My, You Look Rested
From WWD Scoop Magazine, September 2008
The weak dollar has foreigners flocking to the U.S. for deals in cosmetic surgery.
Bernadette, a 48-year-old human resources manager from London, planned to return home from her summer vacation in Los Angeles looking more than simply rested. She wanted to look perfect.
So, in addition to sightseeing and a spot of shopping, the Birmingham woman spent a day with a Beverly Hills cosmetic surgeon, getting her forehead and brow lifted and bags under her eyes removed.
Bernadette, who asked to use her first name only, is one of a jet stream of cosmetic surgery-seeking Europeans on U.S.-bound flights whose travel plans are driven by the weaker dollar.

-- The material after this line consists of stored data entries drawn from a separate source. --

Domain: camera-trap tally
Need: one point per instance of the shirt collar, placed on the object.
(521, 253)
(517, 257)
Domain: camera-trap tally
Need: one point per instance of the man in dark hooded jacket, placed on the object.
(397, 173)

It’s reverse medical tourism: Americans long have been known to fly to places like Bangkok and Mexico to save on procedures such as root canals. Now, given the currency conversion rate, patients and surgeons say flying Stateside for a facelift or tummy tuck, even including airfare and hotel stays, is significantly cheaper than getting the procedure done at home. And that’s even though the pound and euro have weakened against the dollar in recent weeks.
As the American economic crisis continues and Americans put off indulgences including liposuction and breast implants, surgeons say their practices are being shored up by tourists from Russia, the Middle East, South America, Europe and Asia. As a result, a number of top-tier practices have started acting as de facto travel agencies, helping their overseas patients book stays at hotels and recovery centers, hiring multilingual office staff and canvassing further business by advertising in in-flight magazines.

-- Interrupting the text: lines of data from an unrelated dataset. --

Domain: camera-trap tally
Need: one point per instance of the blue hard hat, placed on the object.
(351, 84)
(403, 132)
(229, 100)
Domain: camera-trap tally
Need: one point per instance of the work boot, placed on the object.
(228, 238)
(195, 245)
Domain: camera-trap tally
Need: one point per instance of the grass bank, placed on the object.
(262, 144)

“Frankly, we’re a bargain for them today,” says Richard Fleming, Bernadette’s surgeon, who runs the Beverly Hills Institute of Aesthetic and Reconstructive Surgery and who is seeing 20 percent more patients from overseas than he did a year ago. “A lot of this is related to the value of the dollar, and that’s what everything comes down to.”
For Bernadette, who stayed with friends, the savings were substantial: The surgery cost her $9,500, the airfare another $700. She figured the entire month in Los Angeles would total about 6,000 British pounds, or approximately $10,500. She compared that with the estimates she had been given by cosmetic surgeons in London, where she was told the surgery alone would be closer to 10,000 pounds, or about $19,000.
“Now, it seems so cheap,” she says. “And I got a whole holiday out of it.”
While some surgeons say the trend relies largely on global economics, others insist that, once that door has been opened, there’s no turning back.
Fleming declares, “Once an approach is established, it doesn’t really reverse.”